- Lessor Township, Minnesota Location within the state of Minnesota Lessor Township, Minnesota Lessor Township, Minnesota (the United States)
- Coordinates: 47°42′6″N 95°54′17″W﻿ / ﻿47.70167°N 95.90472°W
- Country: United States
- State: Minnesota
- County: Polk

Area
- • Total: 36.4 sq mi (94.3 km^{2})
- • Land: 35.6 sq mi (92.2 km^{2})
- • Water: 0.81 sq mi (2.1 km^{2})
- Elevation: 1,211 ft (369 m)

Population (2000)
- • Total: 197
- • Density: 5.4/sq mi (2.1/km^{2})
- Time zone: UTC-6 (Central (CST))
- • Summer (DST): UTC-5 (CDT)
- FIPS code: 27-36692
- GNIS feature ID: 0664765

= Lessor Township, Polk County, Minnesota =

Lessor Township is a township in Polk County, Minnesota, United States. It is part of the Grand Forks-ND-MN Metropolitan Statistical Area. The population was 197 at the 2000 census.

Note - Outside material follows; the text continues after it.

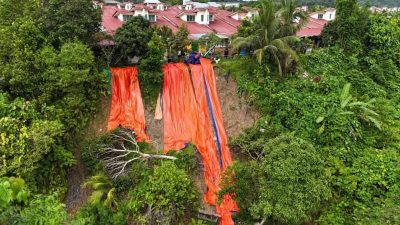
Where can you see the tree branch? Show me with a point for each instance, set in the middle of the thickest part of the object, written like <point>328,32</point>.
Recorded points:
<point>117,159</point>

Lessor is a corruption of Lessard, the surname of an early settler.

==Geography==
According to the United States Census Bureau, the township has a total area of 36.4 square miles (94.3 km^{2}), of which 35.6 square miles (92.2 km^{2}) is land and 0.8 square miles (2.1 km^{2}) (2.22%) is water.

==Demographics==
At the 2000 census, there were 197 people, 73 households and 54 families residing in the township. The population density was 5.5 per square mile (2.1/km^{2}). There were 90 housing units at an average density of 2.5/sq mi (1.0/km^{2}). The racial makeup of the township was 99.49% White and 0.51% from two or more races. Hispanic or Latino of any race were 0.51% of the population.

There were 73 households, of which 32.9% had children under the age of 18 living with them, 71.2% were married couples living together, 1.4% had a female householder with no husband present, and 26.0% were non-families. 26.0% of all households were made up of individuals, and 16.4% had someone living alone who was 65 years of age or older. The average household size was 2.70 and the average family size was 3.28.

26.4% of the population were under the age of 18, 6.6% from 18 to 24, 21.8% from 25 to 44, 27.4% from 45 to 64, and 17.8% who were 65 years of age or older. The median age was 42 years. For every 100 females, there were 116.5 males. For every 100 females age 18 and over, there were 116.4 males.

The median household income was $35,417 and the median family income was $41,250. Males had a median income of $31,250 and females $21,528. The per capita income was $19,808. About 8.1% of families and 14.7% of the population were below the poverty line, including 13.6% of those under the age of eighteen and 13.9% of those 65 or over.